Holiday Card Conundrum

by Tamar Caspi under Relationships

Every year, families go through the debacle of whether or not they should create a family photo holiday card: Is there time? Is it worth the effort? Who should be in it? It’s that last question that can make waves in a singleton’s life. If you’re in a serious relationship, the topic of whether you will still be in a serious relationship next year will cross the minds of everyone involved. Should your significant other’s parents include you in an effort to support the relationship? Or, do they remain realistic and choose to wait until you are engaged before adding you to their annual family photo?

If you’re the “other” being discussed, then keep calm and stay out of the conversation. If your partner wants you in the photo, then he or she will try to make that happen. Don’t take it personally if your partner doesn’t make such an effort — they may feel the relationship is too new or they may have seen enough “others” on cards who didn’t make it to the next holiday season to want to make an issue out of it. If your partner’s parents want you on the card, that’s a good sign. If your partner then vetoes his or her own parents, that’s clearly not a good sign.

Eventually, when you are engaged (and then married and then have kids), there will plenty of holiday cards to be included in.

When Bad Mood is Good

by Tamar Caspi under Relationships

Everyone has their mood swings… man, woman, hormonal, consequential… it’s how you handle it in front of your significant other and how your significant other handles it that matters. People tend to take out their stress on the ones they love, the ones closest to them, even though they may have nothing at all to do with why they’re stressed. Remind yourself that it’s not your loved one’s fault and that they may actually hold the key to changing your mood around or solving a problem you’re facing. And as that loved one,  being there to be supportive, not taking it personally and trying to cheer up your moody significant other is imperative. Getting through such mood swings and not letting them escalate into full blown fights or creating a rift between the two of you is a relationship foundation builder.

Arguing in Style

by Tamar Caspi under Relationships

You probably have a long list of qualities that you’re looking for in a partner: smart, nice, funny, and so on. But what about how they argue? It doesn’t seem like an obvious trait to think about, but arguing styles are very important. If one of you clams up and shuts down while the other likes to yell and shout then you will get nowhere in a hurry. If one of you likes to talk it out and not go to bed angry while the other prefers to take a walk and sleep on it, then again, you will go nowhere in a hurry. Of course, discussing how you argue is not exactly an easy conversation to have but once you do have an argument and it is obvious that you can’t have a constructive, productive argument then you may need to rethink your relationship. Couples argue. Hopefully not a lot, but it happens and if you can’t argue in style then arguments are going to end up being even more miserable then they already are.
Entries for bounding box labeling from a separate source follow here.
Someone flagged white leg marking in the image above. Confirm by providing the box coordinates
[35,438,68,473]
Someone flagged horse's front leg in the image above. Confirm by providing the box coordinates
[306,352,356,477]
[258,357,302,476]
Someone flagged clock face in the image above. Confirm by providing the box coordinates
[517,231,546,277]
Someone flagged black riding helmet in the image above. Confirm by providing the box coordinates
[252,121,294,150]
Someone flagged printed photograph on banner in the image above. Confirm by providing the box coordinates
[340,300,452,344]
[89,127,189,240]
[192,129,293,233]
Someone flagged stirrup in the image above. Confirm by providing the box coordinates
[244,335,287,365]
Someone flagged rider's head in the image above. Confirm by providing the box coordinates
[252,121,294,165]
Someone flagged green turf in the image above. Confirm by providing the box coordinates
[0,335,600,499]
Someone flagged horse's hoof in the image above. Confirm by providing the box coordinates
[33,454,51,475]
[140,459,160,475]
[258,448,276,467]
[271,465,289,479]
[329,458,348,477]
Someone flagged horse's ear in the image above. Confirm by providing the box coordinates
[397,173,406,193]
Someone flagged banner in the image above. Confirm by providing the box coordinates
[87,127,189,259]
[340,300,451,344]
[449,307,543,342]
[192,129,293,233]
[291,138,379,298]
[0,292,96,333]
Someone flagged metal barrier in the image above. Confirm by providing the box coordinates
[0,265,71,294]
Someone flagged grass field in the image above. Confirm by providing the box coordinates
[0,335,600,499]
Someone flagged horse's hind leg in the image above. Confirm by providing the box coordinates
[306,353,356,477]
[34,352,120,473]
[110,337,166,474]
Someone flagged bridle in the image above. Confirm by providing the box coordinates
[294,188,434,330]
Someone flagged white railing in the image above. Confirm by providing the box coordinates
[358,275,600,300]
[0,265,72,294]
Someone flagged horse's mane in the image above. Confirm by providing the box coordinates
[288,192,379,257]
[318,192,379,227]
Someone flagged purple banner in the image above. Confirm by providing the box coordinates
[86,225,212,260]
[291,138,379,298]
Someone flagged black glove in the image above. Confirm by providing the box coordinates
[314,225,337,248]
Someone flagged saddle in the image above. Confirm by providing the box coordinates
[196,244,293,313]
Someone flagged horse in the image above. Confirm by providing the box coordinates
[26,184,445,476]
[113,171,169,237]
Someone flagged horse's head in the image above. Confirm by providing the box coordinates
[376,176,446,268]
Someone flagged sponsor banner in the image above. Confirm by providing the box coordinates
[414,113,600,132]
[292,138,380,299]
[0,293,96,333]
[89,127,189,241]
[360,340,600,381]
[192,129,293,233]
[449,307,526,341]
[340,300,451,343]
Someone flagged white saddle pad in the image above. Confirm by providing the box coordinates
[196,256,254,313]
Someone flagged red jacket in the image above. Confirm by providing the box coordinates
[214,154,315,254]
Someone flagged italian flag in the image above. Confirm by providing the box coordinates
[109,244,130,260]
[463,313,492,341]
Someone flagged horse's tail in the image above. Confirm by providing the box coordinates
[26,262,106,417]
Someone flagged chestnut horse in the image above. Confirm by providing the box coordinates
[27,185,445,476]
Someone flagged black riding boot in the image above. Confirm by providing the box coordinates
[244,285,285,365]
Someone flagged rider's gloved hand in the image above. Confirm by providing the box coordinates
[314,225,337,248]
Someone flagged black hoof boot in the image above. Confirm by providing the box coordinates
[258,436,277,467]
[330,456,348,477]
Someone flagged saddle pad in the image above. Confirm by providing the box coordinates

Yep, I Think I’m Ready For A Dowry

by Kelly under Relationships

When you take your new boyfriend or girlfriend home to meet your parents, you might as well hold up a big sign that says, “Sh*t just got real.”  Because if you’re introducing someone to your parents, it is real. You’re making a conscious choice to test the waters of a real future with someone. But back in the days of arranged marriages, a man would search for a wife, meet with a prospective father-in-law who would offer a dowry on behalf of his daughter, hands would shake, Heineken bottles would clink, and happily ever after would be off to an amicable start. Okay, maybe there was no Heineken, but if my dad were involved there would be. It’s now totally backwards. These days we are expected to go out into the wild and successfully find not only a mate, but our soul mate. And on top of that we are expected to trust our own judgment. We can’t just go blaming our parents if it ends up badly. It’s all up to us.

Only two guys have ever had the opportunity to shake my dad’s hand, and let’s just say they both later screwed up on catastrophic levels. Now I won’t even entertain introducing a guy to my family until I’m very confident in our future. This guy will not only have to meet (and hopefully exceed) my expectations, he will have to be able to keep up with my dad and brother. He will have to endure their lengthy discussions about law and politics, the NFL and MLB, the Beatles and Dylan, nine irons and wedges. And then, of course, he will have to pass the Jewish mother test with flying colors. And while my mom passed away when I was in high school, I know without a doubt that the first question she would ask is, “When was the last time you spoke to your mother?”, the right answer being “today.” The next question: when was your last haircut?

Just getting to this point in a relationship is a feat in itself, and I can’t even make it to the checkpoint where meeting the fam is a topic of discussion. So I’m thinking, why don’t we take the whole soul mate search and go back to the days of yore? I’m confident that my dad, who is amazing, would put together a pretty outstanding dowry and then I’d have a good selection of possible husbands to choose from. It would include high end guitars (acoustic and electric), TaylorMade golf clubs, Jack Daniels, and not to mention, season tickets to Marlins games (don’t blame the man – we’re from Florida). Seriously, what guy wouldn’t love that? Then my dad and I would discuss who is Mr. Right, the men would shake hands, I’d call my dating shenanigans quits. Boom. I’d get my happily-ever-something. Any takers? I just have one more question. When was the last time you talked to your mother?